Langsam und geradezu quälend schob die Dorset sich, ferngesteuert von der Basis auf Luna, an das Objekt heran, das in seinem Oszillieren nach wie vor riesige Sprünge und Verschiebungen von hunderttausenden von Kilometern aufwies. Carlssen und Theresa lösten sich alle sechs Stunden auf der Brücke ab, obwohl es wenig zu tun gab, da die Dorset vom Autopiloten beharrlich an die virtuelle Durchschnittsbahn des Opak, die man dazu aus einem Sieben-Tage-Mittel errechnete, herangeführt wurde. Groenewold überwachte die Datenströme, die mit den externen Stationen ausgetauscht wurden, während Gus sämtliche Frühwarngeräte und vor allem das DeepField-Radar endlosen Prozeduren und Selbsttests unterzog, um instrumentenverschuldete Fehler so gut wie möglich ausschließen zu können. Dennoch blieben unsere Schirme leer und nicht nur Groenewold verfiel allmählich in Ratlosigkeit.

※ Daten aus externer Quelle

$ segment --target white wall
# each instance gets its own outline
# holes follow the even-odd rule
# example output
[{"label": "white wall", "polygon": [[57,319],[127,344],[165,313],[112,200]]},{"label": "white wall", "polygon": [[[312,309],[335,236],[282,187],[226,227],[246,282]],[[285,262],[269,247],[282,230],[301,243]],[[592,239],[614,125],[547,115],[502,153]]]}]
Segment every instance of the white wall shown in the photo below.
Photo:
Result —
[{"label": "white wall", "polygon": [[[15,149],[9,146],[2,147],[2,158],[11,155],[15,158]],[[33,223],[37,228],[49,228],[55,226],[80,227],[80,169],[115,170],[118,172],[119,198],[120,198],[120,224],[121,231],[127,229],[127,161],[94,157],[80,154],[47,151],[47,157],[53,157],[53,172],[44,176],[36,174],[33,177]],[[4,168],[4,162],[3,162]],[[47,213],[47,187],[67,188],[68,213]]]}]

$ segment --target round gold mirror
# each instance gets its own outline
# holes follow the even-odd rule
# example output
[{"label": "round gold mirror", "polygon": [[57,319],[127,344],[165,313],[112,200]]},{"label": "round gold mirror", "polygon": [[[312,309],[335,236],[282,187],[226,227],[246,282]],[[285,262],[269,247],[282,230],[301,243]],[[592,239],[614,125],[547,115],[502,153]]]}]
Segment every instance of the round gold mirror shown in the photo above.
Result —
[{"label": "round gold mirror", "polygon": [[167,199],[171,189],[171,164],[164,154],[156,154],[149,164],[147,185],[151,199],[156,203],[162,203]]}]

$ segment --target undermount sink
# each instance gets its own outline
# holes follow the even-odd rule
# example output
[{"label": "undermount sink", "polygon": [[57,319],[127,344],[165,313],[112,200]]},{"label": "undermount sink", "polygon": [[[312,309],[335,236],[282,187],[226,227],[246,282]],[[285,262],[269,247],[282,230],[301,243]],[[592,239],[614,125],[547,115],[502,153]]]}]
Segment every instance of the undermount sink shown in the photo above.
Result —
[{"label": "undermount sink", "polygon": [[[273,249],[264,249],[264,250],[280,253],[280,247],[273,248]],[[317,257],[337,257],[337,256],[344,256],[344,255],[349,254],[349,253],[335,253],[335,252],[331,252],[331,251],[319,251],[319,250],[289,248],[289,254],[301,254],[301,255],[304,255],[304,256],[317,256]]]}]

Am achten Tag nach dem Jupiter-Swing-by hatten sie sich auf hunderttausend Kilometer genähert. Commander Carlssen übernahm das Schiff in manueller Steuerung und löste Alarmstufe 1 aus. Alle Schotten blieben geschlossen, sämtliche Besatzungsmitglieder mussten auch außerhalb der Dienstzeiten in Bereitschaft bleiben. Die diensthabende Crew durfte die Brücke nicht verlassen. Gus protestierte halbherzig gegen das Alkoholverbot, weil er gewohnt war, sich nach seiner Zwölfstundenschicht mit ein paar Bierchen in seine Kabine zurückzuziehen. Für den Beginn der ersten Schicht, die Carlssen am nächsten Tag übernehmen würde, war das Rendezvous angesetzt.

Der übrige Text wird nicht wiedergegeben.